Alan Boss, a member of the team working on the Kepler mission, called the discovery of Kepler-16b stunning.
Once again, what used to be science fiction has turned into reality, Boss said in a statement quoted by CNet.
People who worked on the Star Wars films were impressed, too. Again and again, we see that the science is stranger and cooler than fiction, John Knoll, the visual effects supervisor for three of the six Star Wars films, told The Wall Street Journal.
Aside from the geeky shock of finding a planet that resembles something from Star Wars, the discovery is exceptional in a scientific sense because planets that orbit binary stars would normally be very unstable.
When you have a binary star with planets orbiting that, the binary star produces gravitational perturbations that can be very severe for planets, Greg Laughlin, an astronomer at the University of California, Santa Cruz, told CNet. Planets can get tossed out of the system or tossed into one of the stars.

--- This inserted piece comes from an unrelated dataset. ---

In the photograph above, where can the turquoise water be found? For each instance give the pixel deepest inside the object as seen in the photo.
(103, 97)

But Kepler-16b seems to be stable, probably because it is so far from the stars it orbits that it effectively is feeling them as a single gravitational attraction, Laughlin said.
Lead author Doyle, who is a researcher at the SETI Institute's Carl Sagan Center for the Study of Life in the Universe, explained the excitement another way.
This is an example of another planetary system, a completely different type that we've never seen before. That's why everyone's making a big deal out of it. Nobody's ever seen a place like this before, he told CNet. Then he added cheekily, With one exception -- I seem to remember seeing a place like this about 30 years ago in a galaxy far, far away.